*Seven of Ray Charles’ children have prevailed against the Ray Charles Foundation’s legal effort to prevent them from reclaiming copyrights on about 60 of his best-known compositions, reports Variety.
U.S. District Judge Audrey Collins threw out a number of claims that the singer’s namesake foundation had filed against the children after they filed termination notices in 2010 to reclaim the ownership of the works from Warner/Chappell Music. Although Warner/Chappell has not challenged the validity of the termination notices, the Ray Charles Foundation did, as it reaps royalties from the copyrighted music.
But Collins ruled that the foundation lacked standing to challenge the childrens’ filing of termination notices. A revision of the Copyright Act in 1976 gives authors the ability to reclaim their works assigned to publishers or other grantees after a certain period of time, although works “made-for-hire” cannot be reclaimed.
Collins did not make a judgment on whether all, some or any of Charles’ works were made “for hire.” Rather, she wrote that “because the Foundation is not a grantee of the rights to be terminated or its successor, Congress did not even require the statutory heirs provide it with statutory notice of the termination, let alone give it a seat at the table during the termination process.”

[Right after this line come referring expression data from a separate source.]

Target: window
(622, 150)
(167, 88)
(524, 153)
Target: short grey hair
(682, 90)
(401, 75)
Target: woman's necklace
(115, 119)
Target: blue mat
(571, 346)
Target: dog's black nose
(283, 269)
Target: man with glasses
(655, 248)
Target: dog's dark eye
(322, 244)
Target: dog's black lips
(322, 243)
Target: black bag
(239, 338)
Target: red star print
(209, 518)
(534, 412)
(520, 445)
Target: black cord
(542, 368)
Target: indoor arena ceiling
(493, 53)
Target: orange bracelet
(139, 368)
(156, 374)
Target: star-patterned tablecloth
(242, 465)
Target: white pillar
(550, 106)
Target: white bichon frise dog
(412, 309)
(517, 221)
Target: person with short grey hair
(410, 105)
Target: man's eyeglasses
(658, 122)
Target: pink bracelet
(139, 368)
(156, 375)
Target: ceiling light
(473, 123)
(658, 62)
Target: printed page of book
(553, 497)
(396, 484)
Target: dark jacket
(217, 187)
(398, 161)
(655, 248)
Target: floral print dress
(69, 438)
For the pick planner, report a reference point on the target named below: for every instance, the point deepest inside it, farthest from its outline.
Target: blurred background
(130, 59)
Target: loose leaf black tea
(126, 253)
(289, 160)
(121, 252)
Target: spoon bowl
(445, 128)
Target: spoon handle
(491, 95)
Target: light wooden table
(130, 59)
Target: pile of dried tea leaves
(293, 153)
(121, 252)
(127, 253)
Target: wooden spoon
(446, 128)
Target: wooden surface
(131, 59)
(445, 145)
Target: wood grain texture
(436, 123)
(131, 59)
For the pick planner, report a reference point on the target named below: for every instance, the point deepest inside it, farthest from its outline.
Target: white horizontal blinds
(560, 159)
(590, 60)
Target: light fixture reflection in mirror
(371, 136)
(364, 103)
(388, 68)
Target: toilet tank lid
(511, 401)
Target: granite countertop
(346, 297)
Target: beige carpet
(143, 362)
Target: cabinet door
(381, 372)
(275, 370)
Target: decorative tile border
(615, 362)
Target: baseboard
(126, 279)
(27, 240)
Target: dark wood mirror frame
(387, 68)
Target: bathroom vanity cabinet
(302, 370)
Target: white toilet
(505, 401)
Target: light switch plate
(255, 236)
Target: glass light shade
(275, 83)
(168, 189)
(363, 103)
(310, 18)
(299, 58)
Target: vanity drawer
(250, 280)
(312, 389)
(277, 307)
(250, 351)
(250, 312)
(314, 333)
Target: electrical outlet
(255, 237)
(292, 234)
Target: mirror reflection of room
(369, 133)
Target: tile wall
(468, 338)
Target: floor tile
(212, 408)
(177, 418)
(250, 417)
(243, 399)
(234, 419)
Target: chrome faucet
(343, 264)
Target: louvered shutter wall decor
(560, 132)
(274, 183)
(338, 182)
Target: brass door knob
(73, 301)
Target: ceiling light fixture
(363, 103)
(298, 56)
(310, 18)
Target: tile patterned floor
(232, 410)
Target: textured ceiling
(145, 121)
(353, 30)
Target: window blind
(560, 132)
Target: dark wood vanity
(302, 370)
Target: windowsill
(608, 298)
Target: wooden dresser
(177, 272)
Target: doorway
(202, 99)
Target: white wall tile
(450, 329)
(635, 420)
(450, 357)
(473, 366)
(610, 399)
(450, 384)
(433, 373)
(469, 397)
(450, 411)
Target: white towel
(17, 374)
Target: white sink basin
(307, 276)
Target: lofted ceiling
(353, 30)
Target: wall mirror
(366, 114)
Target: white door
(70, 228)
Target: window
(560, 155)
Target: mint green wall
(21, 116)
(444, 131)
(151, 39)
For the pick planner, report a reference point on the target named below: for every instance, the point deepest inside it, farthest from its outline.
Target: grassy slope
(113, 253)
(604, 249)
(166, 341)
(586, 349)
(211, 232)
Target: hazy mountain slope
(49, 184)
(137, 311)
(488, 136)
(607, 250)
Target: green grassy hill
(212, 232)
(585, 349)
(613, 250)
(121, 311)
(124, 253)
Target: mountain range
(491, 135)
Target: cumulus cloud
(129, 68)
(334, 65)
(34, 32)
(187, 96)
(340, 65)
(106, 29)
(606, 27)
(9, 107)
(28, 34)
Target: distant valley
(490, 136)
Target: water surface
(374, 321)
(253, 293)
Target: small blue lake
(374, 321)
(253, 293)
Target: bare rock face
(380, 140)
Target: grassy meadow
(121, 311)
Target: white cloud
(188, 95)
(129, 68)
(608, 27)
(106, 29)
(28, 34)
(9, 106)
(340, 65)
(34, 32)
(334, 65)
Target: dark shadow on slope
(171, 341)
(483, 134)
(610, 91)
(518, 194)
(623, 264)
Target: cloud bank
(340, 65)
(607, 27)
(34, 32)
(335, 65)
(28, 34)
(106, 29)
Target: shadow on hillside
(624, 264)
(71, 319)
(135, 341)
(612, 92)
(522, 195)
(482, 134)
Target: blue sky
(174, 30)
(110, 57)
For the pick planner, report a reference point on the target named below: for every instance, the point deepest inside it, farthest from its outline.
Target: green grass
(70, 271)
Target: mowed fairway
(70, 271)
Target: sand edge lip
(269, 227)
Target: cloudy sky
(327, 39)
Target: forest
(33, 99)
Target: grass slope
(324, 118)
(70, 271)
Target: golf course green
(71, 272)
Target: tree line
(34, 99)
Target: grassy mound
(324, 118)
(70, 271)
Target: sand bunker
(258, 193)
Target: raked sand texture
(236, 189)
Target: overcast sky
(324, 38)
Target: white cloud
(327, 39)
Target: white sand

Collins also struck the foundation’s state law claims of breach of contract and breach of the covenant of good faith and fair dealing. The foundation had said that Charles’ children entered into an agreement with the singer in 2002 in which he set up a $500,000 trust for each of them in which they waived “any right to make a claim against his estate.”
Collins, however, said that the childrens’ filing of termination notices “could not be claims ‘against’ Charles’s estate because his estate went through probate and was closed in 2006,” before the termination notices were sent out.
She also supported the childrens’ motion to strike the foundation’s state-law claims on the grounds that the filing of the termination notices fell under California’s anti-SLAPP law, which is designed to discourage the filing of lawsuits as a way to chill expression through costly litigation. She noted that the heirs were merely trying to establish a property right under federal statute. She also ruled that the foundation had to pay attorneys’ fees.
Seven of Charles’ 12 children were defendants in the case.